For most applications, the benefits of Java such as the safe memory model, "lazy linking" and improved standard apis far outweigh the performance loss so that makes Java a very successful language for most applications. But Java struggles to compete on the desktop, small devices where more performance control is necessary, small script level programs where startup time is dominant, and in applications with large memory requirements or where performance is critical. If you are competing on a price/performance curve with another company using a more efficient language, you may well lose in the long run with Java.
I also think that each of the major performance problems in the Java environment can be fixed though probably not without breaking some of the rules in the language spec. It is my opinion that the performance problems inherant in the Java platform are not structurally tied to the most important efficiency gains you get from using it. Instead, these performance problems are due to abstractions in the Java language which are not compatible with the implementation of these basic concepts in windows and unix.
This problem is partly address in JDK1.5 where you can generate a single shared archive for a given system which then can be shared between processes on that system. This is a good step but is still pretty limited. I think ultimately, this points to the fact that Java was not really designed to run efficiently on windows and unix and the difficulty of adding this functionality after the fact without changing the language spec may be intractable.
As far as I know, the only longterm approach Sun is taking as this point to fix this problem is to build yet another version of the virtual machine which can execute more than one application in the same physical address space. Though folks at Sun believe this is a "non-compromises" approach, I don't see how that can be really true. In a sense, this amounts to writing an OS on top of an OS which is both a complex thing, a technique that is bound to add overhead, unlikely to work with all native code without modification, and given the sharing of the virtual address space between processes I think that for some applications this will be intractable. Given all of that, how will this MVM concept become a seamless concept for users to understand?
Because the code is self-modifying, there is no single static representation of the code shared by all processes. It changes based on the code access pattern. In fact, hidden invalid references could lurk in any program waiting for the proper invalid instruction to be invoked in this model (though usually the compiler ensures these will not exist). If the JIT went and tried to compile an entire class, it could uncover linking errors that were "dormant" in the class file model. I don't know if it is spec'd or not that a "dormant" unresolveable reference must not be flagged but I do know that it is used.
Also self modifying code is used to invoke a method from a reference to an interface. In this case, the slot containing the method may be different from one class to the next. The instruction to invoke this method stores the "guess" at the slot index, it if matches, it is efficent but if it does not, it does a linear search through the method table. Maybe this is tuned better in the JIT? It could lead to somewhat unstable performance if you happened to switch the guess back and forth from one invocation to the next.
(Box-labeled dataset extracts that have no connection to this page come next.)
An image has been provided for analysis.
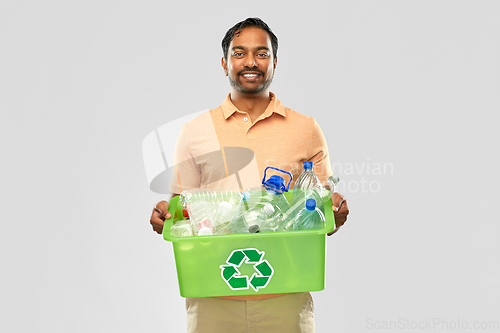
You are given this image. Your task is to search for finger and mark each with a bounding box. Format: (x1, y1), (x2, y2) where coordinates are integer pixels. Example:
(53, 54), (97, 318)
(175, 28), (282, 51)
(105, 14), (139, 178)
(155, 200), (172, 220)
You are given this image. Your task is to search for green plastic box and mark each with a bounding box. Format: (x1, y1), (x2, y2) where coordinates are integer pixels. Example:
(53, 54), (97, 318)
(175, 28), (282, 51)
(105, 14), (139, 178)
(163, 193), (335, 298)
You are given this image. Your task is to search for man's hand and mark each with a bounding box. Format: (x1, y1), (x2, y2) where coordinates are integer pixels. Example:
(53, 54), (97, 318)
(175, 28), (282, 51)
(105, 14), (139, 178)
(328, 192), (349, 236)
(149, 200), (171, 234)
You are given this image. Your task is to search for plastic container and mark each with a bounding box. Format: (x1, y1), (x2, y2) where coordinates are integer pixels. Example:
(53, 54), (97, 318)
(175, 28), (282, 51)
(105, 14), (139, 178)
(293, 161), (323, 196)
(293, 199), (325, 230)
(163, 189), (335, 297)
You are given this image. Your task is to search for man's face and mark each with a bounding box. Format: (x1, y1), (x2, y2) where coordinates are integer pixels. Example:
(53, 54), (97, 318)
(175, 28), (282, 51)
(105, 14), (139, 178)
(222, 27), (277, 94)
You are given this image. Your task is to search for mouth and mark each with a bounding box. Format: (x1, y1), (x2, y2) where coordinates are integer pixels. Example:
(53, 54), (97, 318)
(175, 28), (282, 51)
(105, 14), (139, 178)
(241, 72), (261, 80)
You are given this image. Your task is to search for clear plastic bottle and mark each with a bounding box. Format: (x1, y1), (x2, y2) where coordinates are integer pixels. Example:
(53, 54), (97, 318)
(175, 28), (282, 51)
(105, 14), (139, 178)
(293, 199), (325, 230)
(285, 188), (330, 219)
(293, 161), (323, 197)
(262, 175), (290, 212)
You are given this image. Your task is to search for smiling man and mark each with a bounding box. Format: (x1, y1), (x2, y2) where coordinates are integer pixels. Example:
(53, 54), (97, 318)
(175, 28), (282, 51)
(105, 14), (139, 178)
(150, 18), (349, 333)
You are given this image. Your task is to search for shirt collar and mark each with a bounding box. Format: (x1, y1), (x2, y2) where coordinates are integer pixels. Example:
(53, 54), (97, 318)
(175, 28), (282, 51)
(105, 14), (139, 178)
(221, 92), (286, 119)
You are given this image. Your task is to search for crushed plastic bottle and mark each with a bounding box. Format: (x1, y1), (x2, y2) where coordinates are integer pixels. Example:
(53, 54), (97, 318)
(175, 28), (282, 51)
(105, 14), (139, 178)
(186, 200), (214, 235)
(293, 199), (325, 230)
(170, 209), (194, 237)
(323, 176), (340, 193)
(213, 201), (233, 235)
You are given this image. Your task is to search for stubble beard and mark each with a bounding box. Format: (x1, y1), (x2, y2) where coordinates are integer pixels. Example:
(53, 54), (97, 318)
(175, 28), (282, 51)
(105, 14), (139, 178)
(229, 73), (274, 95)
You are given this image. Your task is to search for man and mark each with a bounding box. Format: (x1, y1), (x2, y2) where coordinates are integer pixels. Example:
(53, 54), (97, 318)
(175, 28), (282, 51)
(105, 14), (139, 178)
(150, 18), (349, 333)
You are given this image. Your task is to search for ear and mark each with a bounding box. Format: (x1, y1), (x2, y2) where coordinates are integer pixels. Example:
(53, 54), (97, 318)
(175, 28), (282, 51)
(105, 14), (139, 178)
(220, 57), (227, 76)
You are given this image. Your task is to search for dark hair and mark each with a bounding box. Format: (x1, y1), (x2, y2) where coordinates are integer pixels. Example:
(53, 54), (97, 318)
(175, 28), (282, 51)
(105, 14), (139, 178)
(222, 17), (278, 60)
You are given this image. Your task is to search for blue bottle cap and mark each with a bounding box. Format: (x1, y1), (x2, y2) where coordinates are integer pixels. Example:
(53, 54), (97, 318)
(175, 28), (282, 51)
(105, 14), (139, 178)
(304, 161), (312, 170)
(264, 175), (285, 193)
(306, 199), (316, 210)
(241, 191), (250, 202)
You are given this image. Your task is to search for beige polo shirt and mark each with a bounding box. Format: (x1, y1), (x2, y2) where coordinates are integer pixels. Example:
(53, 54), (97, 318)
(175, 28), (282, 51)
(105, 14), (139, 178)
(170, 93), (332, 300)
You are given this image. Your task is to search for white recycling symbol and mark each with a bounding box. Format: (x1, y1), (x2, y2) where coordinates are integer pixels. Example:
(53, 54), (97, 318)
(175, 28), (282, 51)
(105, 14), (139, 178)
(220, 248), (274, 291)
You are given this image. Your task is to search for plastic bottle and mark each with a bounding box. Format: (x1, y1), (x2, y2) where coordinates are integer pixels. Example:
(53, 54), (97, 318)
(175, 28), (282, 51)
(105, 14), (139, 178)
(285, 188), (330, 219)
(260, 212), (292, 232)
(293, 161), (323, 197)
(293, 199), (325, 230)
(170, 209), (194, 237)
(187, 201), (214, 235)
(324, 176), (340, 193)
(223, 203), (275, 234)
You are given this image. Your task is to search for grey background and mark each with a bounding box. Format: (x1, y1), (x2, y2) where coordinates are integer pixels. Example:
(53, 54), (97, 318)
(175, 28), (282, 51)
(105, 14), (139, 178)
(0, 0), (500, 332)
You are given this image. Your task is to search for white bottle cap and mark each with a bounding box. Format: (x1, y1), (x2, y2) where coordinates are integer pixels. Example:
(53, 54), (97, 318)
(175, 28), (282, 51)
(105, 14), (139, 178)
(262, 203), (274, 215)
(198, 227), (214, 236)
(219, 201), (233, 212)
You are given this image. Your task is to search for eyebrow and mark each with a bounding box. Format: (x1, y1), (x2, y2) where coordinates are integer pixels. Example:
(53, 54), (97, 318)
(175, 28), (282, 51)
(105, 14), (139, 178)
(231, 45), (269, 51)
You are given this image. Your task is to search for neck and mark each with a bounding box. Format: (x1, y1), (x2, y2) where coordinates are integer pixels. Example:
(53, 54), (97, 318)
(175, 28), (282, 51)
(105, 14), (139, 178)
(231, 89), (271, 122)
Instead of using dynamic code modification, you could then just insert the extra test into the code which hasn't been prelinked and avoid use of the self-modifying code altogether. Because the JLS spec's the linking behavior explicitly I don't think you can change this in a compatible way.
As for linking errors, all errors should be reported as quickly as possible by default. Add additional rules to support known linking rules and have that invalid code print an explicit error if it gets invoked. The silent linking thing is useful for development but just plain scary for deployment.
I suppose currently you could use a real Java to native code compiler but I do not know if there is a fully general system out there which supports partial and flexible combination of compiled and dynamically linked code. This approach also costs you in portability of the distributed code and so I think breaks down there too.